After graduating in 1963 from Horace Mann High School, he attended Philander Smith College. (He had received a baseball scholarship to Grambling, but chose to remain in Little Rock to be near his ailing grandmother.) Martin graduated from Philander Smith in 1967 with a degree in business administration.
After working in the private sector for two years, Martin was hired by City Manager Jack T. Meriwether to work for the City of Little Rock in 1969 after the City had received a Model Cities grant. Martin started working with community organizations and then became promoted to the City’s recruiting officer.
In 1972, he was named to leadership posts at the four-county Central Arkansas Manpower Program. Three years later, he returned to the City of Little Rock to work on the staff of City Manager Carleton McMullin. In 1976, Martin was named Assistant City Manager for Little Rock.
Martin left City Hall in 1979 to become a top executive at Systematics, Inc. However, his stint in the private sector was short-lived. In 1980, the City Board of Directors asked him to come back and be Little Rock’s sixth City Manager. At thirty-four, he was one of the youngest chief administrators of a major city in the country and the first African American City Manager for Little Rock.
In 1983, Governor Bill Clinton asked him to join the state of Arkansas as the Director of the Department of Finance and Administration. He was the first African American to lead that or any major Arkansas state department. Throughout his tenure with the State, he oversaw numerous initiatives to restore the state to sound financial footing.
Martin joined the Winthrop Rockefeller Foundation as president in 1989. He held that position until his death in 1995.
The name Mahlon Martin lives on in a son and grandson named after him, in an apartment complex on south Main Street, in a street in Clinton Presidential Park, and in the City of Little Rock’s Employee of the Year award.

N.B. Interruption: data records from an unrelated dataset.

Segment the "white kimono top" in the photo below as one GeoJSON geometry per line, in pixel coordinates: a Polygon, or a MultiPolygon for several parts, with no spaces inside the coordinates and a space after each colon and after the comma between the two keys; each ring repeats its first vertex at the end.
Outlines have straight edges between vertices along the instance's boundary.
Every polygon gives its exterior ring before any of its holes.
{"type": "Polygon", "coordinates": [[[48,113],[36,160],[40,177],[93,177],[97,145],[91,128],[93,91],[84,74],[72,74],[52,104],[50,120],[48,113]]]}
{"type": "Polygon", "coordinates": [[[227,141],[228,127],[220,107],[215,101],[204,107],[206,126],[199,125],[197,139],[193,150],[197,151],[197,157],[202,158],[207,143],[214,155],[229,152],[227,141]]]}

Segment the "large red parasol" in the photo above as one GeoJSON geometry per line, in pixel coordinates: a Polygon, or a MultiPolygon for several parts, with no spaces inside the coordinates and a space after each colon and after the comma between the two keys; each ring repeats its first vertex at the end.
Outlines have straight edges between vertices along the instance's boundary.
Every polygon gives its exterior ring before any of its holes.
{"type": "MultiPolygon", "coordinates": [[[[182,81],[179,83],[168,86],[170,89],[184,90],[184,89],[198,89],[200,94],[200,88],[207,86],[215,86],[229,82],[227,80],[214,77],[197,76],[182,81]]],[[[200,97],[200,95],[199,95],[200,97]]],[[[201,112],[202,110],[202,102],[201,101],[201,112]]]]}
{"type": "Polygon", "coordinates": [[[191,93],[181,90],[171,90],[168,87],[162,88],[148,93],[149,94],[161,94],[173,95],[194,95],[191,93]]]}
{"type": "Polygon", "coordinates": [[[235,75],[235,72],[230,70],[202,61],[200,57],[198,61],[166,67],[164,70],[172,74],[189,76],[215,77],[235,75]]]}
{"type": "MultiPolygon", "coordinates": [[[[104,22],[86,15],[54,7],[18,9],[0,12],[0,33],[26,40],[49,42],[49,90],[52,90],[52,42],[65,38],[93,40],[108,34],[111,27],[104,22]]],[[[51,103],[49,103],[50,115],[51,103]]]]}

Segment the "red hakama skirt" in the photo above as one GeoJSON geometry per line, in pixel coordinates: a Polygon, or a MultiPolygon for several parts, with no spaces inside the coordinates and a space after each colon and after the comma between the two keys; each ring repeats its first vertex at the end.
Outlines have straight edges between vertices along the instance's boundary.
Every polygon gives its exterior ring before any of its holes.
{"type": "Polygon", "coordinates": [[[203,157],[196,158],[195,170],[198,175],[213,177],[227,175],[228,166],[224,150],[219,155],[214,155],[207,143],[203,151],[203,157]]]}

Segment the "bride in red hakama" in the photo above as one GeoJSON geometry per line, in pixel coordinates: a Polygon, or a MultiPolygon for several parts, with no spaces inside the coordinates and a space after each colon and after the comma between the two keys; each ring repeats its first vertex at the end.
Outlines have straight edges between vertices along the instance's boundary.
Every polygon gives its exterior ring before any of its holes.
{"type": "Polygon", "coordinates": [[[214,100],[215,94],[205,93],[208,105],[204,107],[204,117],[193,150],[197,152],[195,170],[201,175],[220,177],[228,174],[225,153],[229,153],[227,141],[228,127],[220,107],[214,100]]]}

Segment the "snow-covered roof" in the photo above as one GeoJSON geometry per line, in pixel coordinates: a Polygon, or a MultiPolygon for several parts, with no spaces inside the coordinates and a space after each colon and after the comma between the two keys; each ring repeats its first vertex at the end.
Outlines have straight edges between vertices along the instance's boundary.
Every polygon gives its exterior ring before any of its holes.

The latter was created by City Manager Bruce T. Moore in 2004. At the time Moore noted that Martin had been so popular while City Manager, “It was said you could criticize the Razorbacks to a City of Little Rock employee, but you better not say anything bad about Mahlon Martin to them.”
In 2001, Mahlon Martin was posthumously inducted into the Arkansas Black Hall of Fame. A decade later, the Butler Center for Arkansas Studies created a fellowship in his memory. It supports research and programming in the field of public policy in Arkansas. In 2015, he was included in the Arkansas Civil Rights Heritage Trail.